方進他們很快也撤了回來,沒有人追擊,大概都已經被消滅了。方進手上拎著他們全身癱軟的司機,他很幸運地沒有被流彈打中,並且在他驚慌失措滿地亂竄的時候被方進一把揪住了領子。不過方進本人就沒有那麼好的運氣了,一枚流彈穿透車門打中了他的屁股。

夏明朗一個閃念想到他們的司機小伙,那個阿拉伯男孩長著黑漆漆像小鹿樣睫毛濃長的大眼睛,他已經在爆炸的越野車裡化成了灰燼。

方進把那縮成一團兒的司機扔上卡車,捂著他流血的屁股呲牙咧嘴地跑過夏明朗身邊,他很嚴肅控訴說:「隊長,我覺得我們需要裝備防彈內褲。」

夏明朗差點笑出了聲。

車隊在慢慢地前進著,他們換了一個方向,喀蘇政府派給他們的司機們有些已經嚇得不知道怎麼開車,而剩下的則在內部吵成了一鍋粥,每個人都堅持認定自己的路線可能會更安全,他們說東道西誰都不知道對方在說什麼,夏明朗只能讓車隊跟著頭車開,否則誰也不能在這時候讓他們統一出一條最佳路線來。

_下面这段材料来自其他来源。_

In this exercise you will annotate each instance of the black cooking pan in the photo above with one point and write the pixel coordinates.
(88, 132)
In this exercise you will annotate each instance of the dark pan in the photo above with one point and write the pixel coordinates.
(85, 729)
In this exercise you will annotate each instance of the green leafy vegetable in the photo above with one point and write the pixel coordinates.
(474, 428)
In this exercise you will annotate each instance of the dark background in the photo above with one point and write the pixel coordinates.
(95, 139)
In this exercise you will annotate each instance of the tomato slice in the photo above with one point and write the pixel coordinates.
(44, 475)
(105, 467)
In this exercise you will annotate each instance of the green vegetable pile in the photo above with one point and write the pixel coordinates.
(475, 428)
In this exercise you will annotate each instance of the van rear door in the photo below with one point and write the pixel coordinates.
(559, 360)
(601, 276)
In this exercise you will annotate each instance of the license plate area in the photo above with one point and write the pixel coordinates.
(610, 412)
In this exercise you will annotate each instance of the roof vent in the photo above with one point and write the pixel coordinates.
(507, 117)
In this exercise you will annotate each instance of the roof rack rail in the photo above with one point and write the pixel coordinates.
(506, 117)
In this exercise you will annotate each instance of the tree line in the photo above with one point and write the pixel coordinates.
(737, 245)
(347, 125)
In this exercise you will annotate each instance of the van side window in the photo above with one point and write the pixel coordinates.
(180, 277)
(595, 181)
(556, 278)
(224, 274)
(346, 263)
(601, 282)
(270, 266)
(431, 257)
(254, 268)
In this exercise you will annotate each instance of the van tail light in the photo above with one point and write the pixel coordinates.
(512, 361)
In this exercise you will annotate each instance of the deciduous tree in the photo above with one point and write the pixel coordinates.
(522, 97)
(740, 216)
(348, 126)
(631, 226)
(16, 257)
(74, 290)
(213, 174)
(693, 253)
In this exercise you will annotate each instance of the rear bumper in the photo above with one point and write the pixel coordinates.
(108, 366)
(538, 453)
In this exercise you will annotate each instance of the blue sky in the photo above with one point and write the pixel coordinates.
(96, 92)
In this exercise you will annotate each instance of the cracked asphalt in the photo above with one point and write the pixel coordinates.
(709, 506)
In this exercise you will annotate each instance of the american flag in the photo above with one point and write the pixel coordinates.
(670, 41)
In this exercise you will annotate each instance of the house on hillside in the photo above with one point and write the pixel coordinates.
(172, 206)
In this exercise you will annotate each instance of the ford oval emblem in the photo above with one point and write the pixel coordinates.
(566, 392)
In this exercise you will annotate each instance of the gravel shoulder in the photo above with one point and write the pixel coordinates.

當然,這種情況是相當危險的,按照標準程序司機應該是最冷靜的那批人,而且整個車隊里的每輛車都應該知道目標地的方向和路線。這樣才能保證沒有誰會掉隊,即使在頭車轉錯彎的時候後面的車隊也能找到正確的方向。可是夏明朗現在已經顧不上了,他必須信任這些司機,因為他根本就不認識路。一天的時間只夠戰士們熟悉那間賓館大樓和城裡的主幹道,奈薩拉密如蛛網莫名其妙的小路沒有人能在兩三天內靠地圖摸清楚。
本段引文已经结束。